If you know the temperature in Fahrenheit, then it's easy enough to convert it to Celsius:

```
def f_to_c(f):
"""Convert Fahrenheit to Celsius."""
return (f - 32) * 5 / 9
```

So if it's 68 degrees Fahrenheit, that's the same as `f_to_c(68) = 20`

degrees Celsius.

But what if we don't know the exact temperature? Maybe we have two thermometers and they disagree by a few degrees: one is showing 66 and the other 71. So we have a rough idea of what the temperature is like in Fahrenheit (somewhere between 66 and 71 degrees), and we'd like to convert this to an equivalently rough idea of what the temperature is like in Celsius.

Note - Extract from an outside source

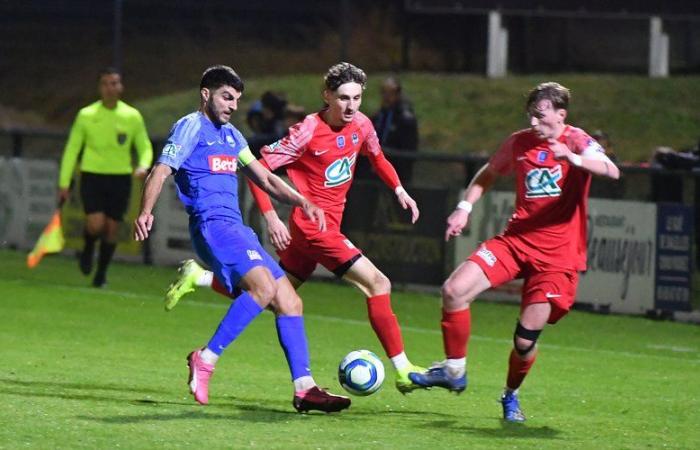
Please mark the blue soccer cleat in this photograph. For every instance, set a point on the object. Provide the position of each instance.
(437, 376)
(511, 408)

In a sense, we'd like to simultaneously consider *every* possible value in the range `[66, 71]`

, calculate the equivalent Celsius temperature, and form a range from the resulting values. But because `f_to_c`

is monotonic, we can simply compute the values at the endpoints and use those:

So knowing that the temperature is somewhere between 66 and 71 degrees Fahrenheit is the same as knowing that it's between `f_to_c(66) ≈ 19`

and `f_to_c(71) ≈ 22`

degrees Celsius.

One way to think about this computation is as a *propagation of our uncertainty*. Instead of calculating with numbers, like 68, we're operating on *ranges* of values, like `[66, 71]`

. This is a crude representation of uncertainty to be sure, but — as we'll see — it's enough to begin to illustrate some neat ideas.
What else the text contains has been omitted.